The new central IT organization has great intentions. They are doing all the right things – coordinating standards, training, learning agile development methods, planning to actively involve users, and setting up usability testing. They were intelligently preparing for success. Why wouldn’t the business unit want them to be a partner? The business unit appreciated the IT organization’s intentions, but resented the situation. Their unit had grown smaller as their dedicated IT folks – who did all sorts of things to support the unit – were swept into the new self-righteous central IT unit. Their new partners knew the business better, but didn’t really know how their business partner felt about the deal. Trust was at risk.
So, my challenge was to understand where they were, and what could go right. The most important need was trust. Trust would start with a mutual understanding of one another’s wants, needs, and concerns. It would grow from working on making things better and following through. What could go right was to build a strong partnership based on trust, respect, accountability, and collaboration. It wasn’t off to a good start. Ideas were questioned, questions were taken as challenges, and challenges were seen as disrespect. A downward spiral ensued.

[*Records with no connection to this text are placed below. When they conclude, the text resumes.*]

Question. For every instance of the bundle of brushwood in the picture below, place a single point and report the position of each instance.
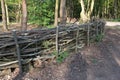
(41, 43)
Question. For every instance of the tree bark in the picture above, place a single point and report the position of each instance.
(56, 13)
(83, 13)
(24, 16)
(63, 11)
(4, 18)
(86, 12)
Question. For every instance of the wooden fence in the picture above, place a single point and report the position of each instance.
(22, 47)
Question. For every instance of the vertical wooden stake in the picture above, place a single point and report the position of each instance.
(57, 45)
(18, 50)
(77, 37)
(88, 35)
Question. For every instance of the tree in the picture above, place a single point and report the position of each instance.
(56, 13)
(4, 18)
(24, 16)
(63, 11)
(86, 9)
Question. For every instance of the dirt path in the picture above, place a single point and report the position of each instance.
(97, 62)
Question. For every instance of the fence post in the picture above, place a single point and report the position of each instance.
(18, 50)
(57, 44)
(77, 37)
(88, 35)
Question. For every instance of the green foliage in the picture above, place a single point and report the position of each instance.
(41, 12)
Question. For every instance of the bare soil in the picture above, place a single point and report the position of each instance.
(100, 61)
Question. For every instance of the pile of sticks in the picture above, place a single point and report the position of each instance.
(29, 45)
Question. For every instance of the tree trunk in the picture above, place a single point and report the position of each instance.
(56, 13)
(4, 18)
(63, 11)
(85, 14)
(24, 16)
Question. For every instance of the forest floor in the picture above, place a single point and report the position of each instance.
(100, 61)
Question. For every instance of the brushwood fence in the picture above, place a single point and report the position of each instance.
(18, 48)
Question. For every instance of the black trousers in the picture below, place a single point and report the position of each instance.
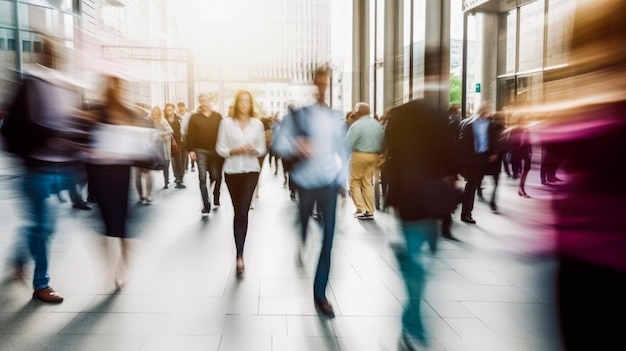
(474, 173)
(241, 188)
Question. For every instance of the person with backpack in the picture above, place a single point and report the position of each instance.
(37, 131)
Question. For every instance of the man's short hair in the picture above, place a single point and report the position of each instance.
(362, 108)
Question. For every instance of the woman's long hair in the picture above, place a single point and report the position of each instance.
(236, 113)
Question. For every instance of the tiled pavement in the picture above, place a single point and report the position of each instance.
(491, 291)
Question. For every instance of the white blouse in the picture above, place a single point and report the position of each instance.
(231, 136)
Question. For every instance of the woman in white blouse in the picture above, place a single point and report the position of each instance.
(240, 141)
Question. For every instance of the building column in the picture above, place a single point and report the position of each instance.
(437, 55)
(360, 51)
(486, 57)
(393, 58)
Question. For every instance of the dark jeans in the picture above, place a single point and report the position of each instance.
(413, 271)
(178, 165)
(40, 216)
(166, 172)
(326, 199)
(209, 162)
(473, 175)
(241, 188)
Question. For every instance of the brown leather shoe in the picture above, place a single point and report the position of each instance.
(325, 307)
(47, 295)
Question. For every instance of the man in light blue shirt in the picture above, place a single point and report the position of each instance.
(365, 139)
(477, 139)
(314, 139)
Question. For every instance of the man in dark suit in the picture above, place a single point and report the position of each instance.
(419, 151)
(454, 127)
(478, 137)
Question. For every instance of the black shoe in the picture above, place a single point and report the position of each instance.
(325, 307)
(81, 206)
(449, 236)
(493, 207)
(468, 219)
(365, 216)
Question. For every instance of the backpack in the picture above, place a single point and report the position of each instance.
(20, 132)
(290, 163)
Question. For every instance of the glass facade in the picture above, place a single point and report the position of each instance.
(533, 37)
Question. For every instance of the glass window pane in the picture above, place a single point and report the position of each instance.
(419, 43)
(406, 55)
(7, 13)
(470, 88)
(560, 14)
(531, 36)
(507, 42)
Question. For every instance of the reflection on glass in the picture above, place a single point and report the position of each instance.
(531, 36)
(419, 38)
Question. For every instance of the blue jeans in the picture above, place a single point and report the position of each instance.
(38, 183)
(211, 162)
(326, 199)
(416, 234)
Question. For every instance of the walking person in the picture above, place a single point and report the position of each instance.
(478, 137)
(454, 127)
(159, 122)
(316, 136)
(109, 181)
(241, 141)
(201, 139)
(520, 148)
(48, 163)
(419, 152)
(365, 139)
(184, 114)
(178, 162)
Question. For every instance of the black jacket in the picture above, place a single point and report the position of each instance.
(419, 149)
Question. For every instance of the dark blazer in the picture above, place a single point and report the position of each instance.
(417, 137)
(466, 140)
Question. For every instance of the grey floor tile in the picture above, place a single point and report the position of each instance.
(309, 326)
(245, 343)
(301, 343)
(182, 342)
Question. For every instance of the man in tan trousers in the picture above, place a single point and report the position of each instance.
(365, 139)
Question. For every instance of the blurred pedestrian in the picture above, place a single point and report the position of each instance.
(365, 138)
(159, 122)
(520, 149)
(420, 156)
(454, 128)
(201, 139)
(478, 138)
(109, 180)
(314, 137)
(241, 141)
(586, 123)
(49, 99)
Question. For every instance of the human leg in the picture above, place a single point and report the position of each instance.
(215, 165)
(166, 174)
(367, 182)
(416, 234)
(357, 171)
(202, 162)
(241, 187)
(326, 199)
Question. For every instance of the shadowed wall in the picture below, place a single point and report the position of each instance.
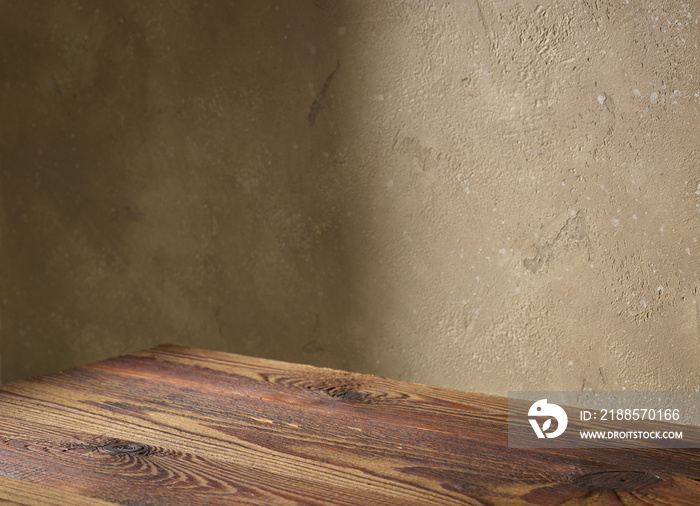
(485, 195)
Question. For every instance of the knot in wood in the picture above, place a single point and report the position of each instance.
(617, 479)
(125, 447)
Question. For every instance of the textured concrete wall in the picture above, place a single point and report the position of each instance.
(480, 194)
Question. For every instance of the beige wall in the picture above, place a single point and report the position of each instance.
(479, 194)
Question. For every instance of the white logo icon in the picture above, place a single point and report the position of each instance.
(542, 408)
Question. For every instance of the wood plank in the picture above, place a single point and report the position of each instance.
(217, 428)
(32, 494)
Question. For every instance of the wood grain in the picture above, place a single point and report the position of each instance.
(176, 425)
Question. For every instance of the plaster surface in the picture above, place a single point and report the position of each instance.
(484, 195)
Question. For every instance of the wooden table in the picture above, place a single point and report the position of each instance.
(175, 425)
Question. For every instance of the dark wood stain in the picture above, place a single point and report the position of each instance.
(178, 424)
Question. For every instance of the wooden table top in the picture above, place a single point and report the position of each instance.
(176, 425)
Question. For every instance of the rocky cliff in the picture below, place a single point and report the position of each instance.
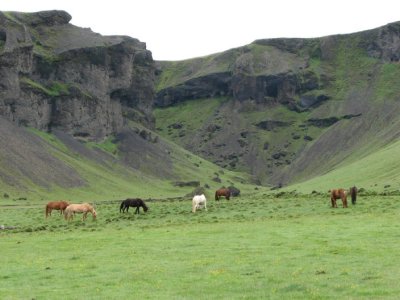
(285, 109)
(55, 75)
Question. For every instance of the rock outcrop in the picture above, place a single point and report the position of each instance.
(57, 75)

We made progress by bringing out the potential cause of Ed’s concerns. The plan would be to leverage his strengths and show trust and support. Everyone also needed to lighten up and have some fun. The project manager changed his tone and the team worked on small successes. Things started to turn around. One thing that helped was to get everyone to express what they thought were the project’s “risks.” Many of the risks expressed – things that could go wrong – presented opportunities to get to the roots of why people were reluctant to trust. Working to define the most positive outcomes as the alternative to the occurrence of the risks allowed the team to plan what they needed to do and how they needed to work together to get to a better place.
Ed didn’t leave the team. The party after the new system went live recognized everyone’s contributions to their success. Ed hadn’t let go of his apprehensions, but the team understood and accepted his concerns. Together they described what could go right and a credible plan to get there. They worked the plan and got where they wanted to go. They stopped focusing on what could go wrong and found what could go right.
Thanks for reading.
Copyright Glenn Briskin and “The Other Side of Risk” 2012
This is all too common. I frequently encounter the “Ed” character and have to spend effort managing this aspect of the project. Thanks for sharing.
Thank, Lyle. Hope this post gives you some ideas for dealing with future Eds.